Frequently Asked Questions
How does MSHA determine if a laboratory is qualified to test and evaluate a product?
The applicant must submit evidence that the laboratory has been recognized by an accrediting organization to test to the applicable safety standard. Such organizations include the Occupational Safety and Health Administration’s (OSHA’s) National Recognized Testing Laboratory and the International Electrotechnical Commission IECEx Scheme.
How does MSHA ensure that products tested and evaluated by independent laboratories are as safe as products tested and evaluated by MSHA?
First, MSHA determines whether the laboratory is an independent laboratory and is qualified to test and evaluate the product to the applicable safety standard. Then MSHA reviews the laboratory’s test and evaluation results to ensure that they verify compliance with the standard. If there is any reason to question the results, MSHA will request additional information. MSHA also conducts annual audits on all such approved products.
What documentation must I submit to get a product approved based on independent laboratory test and evaluation?
The manufacturer must submit evidence of the laboratory's independence and current recognition by a laboratory accrediting organization; a complete technical explanation of how the product complies with each requirement in the applicable MSHA product approval requirements; identification of components or features of the product that are critical to the safety of the product; and all other documentation, including drawings and specifications, as submitted to the independent laboratory by the applicant.
Can I submit an independent laboratory test result for a single test and request that MSHA perform the other tests and evaluation?
Yes. MSHA will accept independent laboratory test and evaluation results for a complete product evaluation or any portion of the required tests and evaluations..
Will MSHA require the marking of the independent laboratory that performs testing and evaluation of my product for MSHA approval?
No. Only the MSHA marking will be required on products evaluated based on Part 6 requirements. However, this does not preclude the marking of an independent laboratory being placed on an MSHA approved product in addition to the MSHA marking.
How often will the approved product be audited?
MSHA will ask that you make your product available at a mutually agreeable site at no cost to MSHA no more than once a year, unless MSHA has reason to suspect a problem with the product.
What if I uncover a defect in one of the approved products?
You are required to notify MSHA if you become aware of any product defects.
How can I get my product approved to non-MSHA product safety standards?
MSHA must first evaluate the non-MSHA product safety standard to determine if it is equivalent. MSHA will compare the non-MSHA product safety standard to the applicable Title 30 Code of Federal Regulations (30 CFR) approval requirements and determine if it provides at least the same degree of protection as the applicable 30 CFR requirements. If it does, then it will be deemed equivalent. If it does not, then MSHA will determine if modifications can be made to the standard to make it equivalent. Once the equivalency determination has been made, MSHA will publish the decision in the Federal Register, along with any modifications that may be necessary to ensure that at least the same degree of protection is provided.
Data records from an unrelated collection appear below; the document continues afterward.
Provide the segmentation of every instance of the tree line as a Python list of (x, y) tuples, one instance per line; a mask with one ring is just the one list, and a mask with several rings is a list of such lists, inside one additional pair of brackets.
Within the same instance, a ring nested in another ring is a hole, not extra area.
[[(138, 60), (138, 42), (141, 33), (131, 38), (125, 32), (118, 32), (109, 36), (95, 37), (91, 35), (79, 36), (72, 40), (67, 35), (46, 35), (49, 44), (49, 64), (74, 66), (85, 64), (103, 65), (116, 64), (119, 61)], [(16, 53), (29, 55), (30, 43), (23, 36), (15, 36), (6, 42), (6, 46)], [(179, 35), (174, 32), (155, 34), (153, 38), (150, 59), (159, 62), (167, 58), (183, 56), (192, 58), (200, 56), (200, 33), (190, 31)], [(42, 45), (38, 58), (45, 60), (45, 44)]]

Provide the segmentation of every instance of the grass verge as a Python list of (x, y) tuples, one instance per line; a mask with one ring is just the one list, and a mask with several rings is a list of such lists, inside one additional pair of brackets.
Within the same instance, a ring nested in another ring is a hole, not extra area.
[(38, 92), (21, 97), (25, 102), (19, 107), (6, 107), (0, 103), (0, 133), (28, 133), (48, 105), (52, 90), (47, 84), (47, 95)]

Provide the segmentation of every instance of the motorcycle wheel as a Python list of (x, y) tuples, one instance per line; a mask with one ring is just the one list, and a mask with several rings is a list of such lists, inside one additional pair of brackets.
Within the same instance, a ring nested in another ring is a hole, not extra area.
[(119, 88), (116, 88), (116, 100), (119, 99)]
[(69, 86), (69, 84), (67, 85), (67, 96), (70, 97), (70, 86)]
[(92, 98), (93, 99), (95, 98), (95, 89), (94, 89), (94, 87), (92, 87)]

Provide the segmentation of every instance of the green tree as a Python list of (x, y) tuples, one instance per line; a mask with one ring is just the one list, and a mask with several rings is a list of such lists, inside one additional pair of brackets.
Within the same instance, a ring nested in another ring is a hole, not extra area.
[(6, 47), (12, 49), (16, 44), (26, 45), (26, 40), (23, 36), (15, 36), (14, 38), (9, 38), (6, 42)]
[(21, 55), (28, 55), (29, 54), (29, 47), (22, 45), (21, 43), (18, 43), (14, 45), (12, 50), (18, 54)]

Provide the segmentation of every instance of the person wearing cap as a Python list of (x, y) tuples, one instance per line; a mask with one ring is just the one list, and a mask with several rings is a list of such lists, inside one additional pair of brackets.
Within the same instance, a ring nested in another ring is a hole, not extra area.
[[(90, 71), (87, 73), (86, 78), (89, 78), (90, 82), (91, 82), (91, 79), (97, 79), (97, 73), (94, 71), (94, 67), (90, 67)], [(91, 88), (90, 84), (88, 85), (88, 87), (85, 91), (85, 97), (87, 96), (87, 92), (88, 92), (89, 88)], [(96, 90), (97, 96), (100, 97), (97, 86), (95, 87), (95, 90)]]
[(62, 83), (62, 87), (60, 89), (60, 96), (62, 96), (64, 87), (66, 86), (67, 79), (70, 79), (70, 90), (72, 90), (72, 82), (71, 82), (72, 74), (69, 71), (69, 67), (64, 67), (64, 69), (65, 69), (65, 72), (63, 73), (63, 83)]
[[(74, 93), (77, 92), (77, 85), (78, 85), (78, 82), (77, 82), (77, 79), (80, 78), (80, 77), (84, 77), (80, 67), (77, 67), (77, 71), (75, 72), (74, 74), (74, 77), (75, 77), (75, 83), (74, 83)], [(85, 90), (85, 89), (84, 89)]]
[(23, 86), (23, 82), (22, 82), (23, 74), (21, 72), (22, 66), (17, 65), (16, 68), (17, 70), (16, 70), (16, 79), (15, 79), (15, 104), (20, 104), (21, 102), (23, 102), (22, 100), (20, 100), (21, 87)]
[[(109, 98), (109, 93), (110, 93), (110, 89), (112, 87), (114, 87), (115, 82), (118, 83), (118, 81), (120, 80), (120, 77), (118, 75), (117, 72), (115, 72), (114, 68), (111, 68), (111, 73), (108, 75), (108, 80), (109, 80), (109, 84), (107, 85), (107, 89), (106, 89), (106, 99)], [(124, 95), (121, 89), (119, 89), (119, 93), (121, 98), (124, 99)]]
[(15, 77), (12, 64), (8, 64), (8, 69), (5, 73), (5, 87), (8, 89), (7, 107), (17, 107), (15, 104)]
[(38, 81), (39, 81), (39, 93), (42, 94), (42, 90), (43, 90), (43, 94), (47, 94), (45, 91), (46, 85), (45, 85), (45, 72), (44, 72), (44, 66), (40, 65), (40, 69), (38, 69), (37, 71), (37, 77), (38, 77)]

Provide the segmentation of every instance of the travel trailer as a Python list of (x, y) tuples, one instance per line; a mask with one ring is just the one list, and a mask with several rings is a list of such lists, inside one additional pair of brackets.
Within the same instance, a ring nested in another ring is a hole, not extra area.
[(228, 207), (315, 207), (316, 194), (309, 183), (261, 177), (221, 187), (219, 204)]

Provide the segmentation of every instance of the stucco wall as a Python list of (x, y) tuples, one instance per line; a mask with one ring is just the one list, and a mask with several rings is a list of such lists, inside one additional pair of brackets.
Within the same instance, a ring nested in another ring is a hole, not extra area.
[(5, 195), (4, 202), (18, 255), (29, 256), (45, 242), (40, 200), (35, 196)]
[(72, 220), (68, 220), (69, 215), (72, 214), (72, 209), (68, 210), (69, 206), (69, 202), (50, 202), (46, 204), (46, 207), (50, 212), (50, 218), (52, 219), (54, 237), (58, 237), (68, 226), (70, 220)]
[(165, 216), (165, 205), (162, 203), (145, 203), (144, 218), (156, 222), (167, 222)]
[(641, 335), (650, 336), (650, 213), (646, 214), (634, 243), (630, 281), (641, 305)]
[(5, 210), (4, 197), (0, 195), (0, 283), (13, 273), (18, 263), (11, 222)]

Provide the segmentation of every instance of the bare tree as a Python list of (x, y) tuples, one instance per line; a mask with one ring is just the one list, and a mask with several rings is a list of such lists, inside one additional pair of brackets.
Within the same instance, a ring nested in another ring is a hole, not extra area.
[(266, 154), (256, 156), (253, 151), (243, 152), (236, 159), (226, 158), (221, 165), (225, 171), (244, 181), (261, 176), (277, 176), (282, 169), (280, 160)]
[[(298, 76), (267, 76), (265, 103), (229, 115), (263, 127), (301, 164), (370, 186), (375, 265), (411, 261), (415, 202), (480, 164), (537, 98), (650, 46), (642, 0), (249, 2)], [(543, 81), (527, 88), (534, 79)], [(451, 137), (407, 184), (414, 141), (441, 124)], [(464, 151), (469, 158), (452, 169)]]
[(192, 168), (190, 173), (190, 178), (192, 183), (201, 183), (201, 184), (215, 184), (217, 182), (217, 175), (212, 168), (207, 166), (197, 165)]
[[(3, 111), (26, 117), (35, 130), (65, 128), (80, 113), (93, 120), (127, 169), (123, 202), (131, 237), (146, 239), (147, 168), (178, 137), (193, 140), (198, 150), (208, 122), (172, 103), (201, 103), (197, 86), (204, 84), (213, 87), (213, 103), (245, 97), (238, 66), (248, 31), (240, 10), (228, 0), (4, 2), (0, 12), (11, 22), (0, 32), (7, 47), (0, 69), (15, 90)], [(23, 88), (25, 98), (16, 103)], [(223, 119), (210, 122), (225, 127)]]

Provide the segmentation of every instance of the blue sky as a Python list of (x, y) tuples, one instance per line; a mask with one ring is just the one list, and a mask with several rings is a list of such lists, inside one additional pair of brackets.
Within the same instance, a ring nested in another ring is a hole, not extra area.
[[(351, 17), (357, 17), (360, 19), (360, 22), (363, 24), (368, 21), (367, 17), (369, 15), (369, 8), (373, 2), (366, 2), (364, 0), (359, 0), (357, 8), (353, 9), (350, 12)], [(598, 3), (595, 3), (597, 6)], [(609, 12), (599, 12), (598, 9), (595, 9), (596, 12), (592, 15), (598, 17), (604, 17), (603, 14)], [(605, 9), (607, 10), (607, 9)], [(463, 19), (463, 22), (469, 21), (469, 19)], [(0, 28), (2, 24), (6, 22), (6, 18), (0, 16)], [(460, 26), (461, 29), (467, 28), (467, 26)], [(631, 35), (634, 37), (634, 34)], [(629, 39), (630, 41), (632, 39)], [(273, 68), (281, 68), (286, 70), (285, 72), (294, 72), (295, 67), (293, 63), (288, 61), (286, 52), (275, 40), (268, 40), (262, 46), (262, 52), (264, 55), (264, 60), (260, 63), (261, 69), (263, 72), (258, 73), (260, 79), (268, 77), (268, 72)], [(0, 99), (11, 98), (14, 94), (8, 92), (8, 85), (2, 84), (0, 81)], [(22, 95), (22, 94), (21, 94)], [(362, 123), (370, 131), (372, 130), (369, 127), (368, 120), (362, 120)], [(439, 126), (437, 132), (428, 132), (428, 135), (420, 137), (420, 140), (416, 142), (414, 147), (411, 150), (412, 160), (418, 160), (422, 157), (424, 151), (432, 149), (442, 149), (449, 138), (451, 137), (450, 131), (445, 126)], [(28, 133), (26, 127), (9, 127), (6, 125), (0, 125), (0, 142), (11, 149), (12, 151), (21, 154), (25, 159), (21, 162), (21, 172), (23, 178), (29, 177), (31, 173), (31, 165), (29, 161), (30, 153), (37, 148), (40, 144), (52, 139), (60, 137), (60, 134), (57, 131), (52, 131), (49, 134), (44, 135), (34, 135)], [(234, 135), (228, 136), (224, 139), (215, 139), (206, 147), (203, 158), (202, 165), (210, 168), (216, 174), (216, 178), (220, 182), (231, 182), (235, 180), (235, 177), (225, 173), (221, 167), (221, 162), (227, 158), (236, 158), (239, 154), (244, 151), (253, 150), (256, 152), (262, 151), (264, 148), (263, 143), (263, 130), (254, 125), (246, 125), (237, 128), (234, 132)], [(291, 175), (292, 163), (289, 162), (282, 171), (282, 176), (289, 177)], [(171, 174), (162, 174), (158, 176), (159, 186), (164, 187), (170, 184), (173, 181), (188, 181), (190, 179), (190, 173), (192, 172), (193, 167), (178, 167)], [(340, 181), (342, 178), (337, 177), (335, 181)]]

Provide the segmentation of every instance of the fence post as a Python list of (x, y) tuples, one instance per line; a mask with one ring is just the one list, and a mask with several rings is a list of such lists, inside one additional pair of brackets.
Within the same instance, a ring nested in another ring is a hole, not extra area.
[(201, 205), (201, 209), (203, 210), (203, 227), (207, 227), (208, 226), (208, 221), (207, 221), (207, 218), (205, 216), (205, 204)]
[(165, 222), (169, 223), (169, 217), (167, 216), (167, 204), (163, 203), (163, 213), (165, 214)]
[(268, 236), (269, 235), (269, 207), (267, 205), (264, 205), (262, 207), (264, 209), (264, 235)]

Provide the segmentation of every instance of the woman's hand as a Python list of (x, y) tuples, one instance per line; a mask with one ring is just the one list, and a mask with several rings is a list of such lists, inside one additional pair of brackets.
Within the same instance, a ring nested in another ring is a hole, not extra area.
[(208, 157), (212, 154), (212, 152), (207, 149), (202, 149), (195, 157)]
A manufacturer could then apply for approval to that standard.
Can I request MSHA to review a particular non-MSHA product safety standard for equivalency?
Yes. MSHA will determine which standards to review based on industry demand and experience with that particular standard or group of standards. Insufficient demand for a non-MSHA product safety standard or inadequacy of the requirements of the requested standard may be grounds for delaying or denying a particular request.
Can I provide input to MSHA's equivalency evaluations?
Yes. Prior to conducting an equivalency determination, MSHA will publish its intent to review a standard or group of standards in the Federal Register for the purpose of seeking public input on the determination process. You will be given 60 days to provide your comments.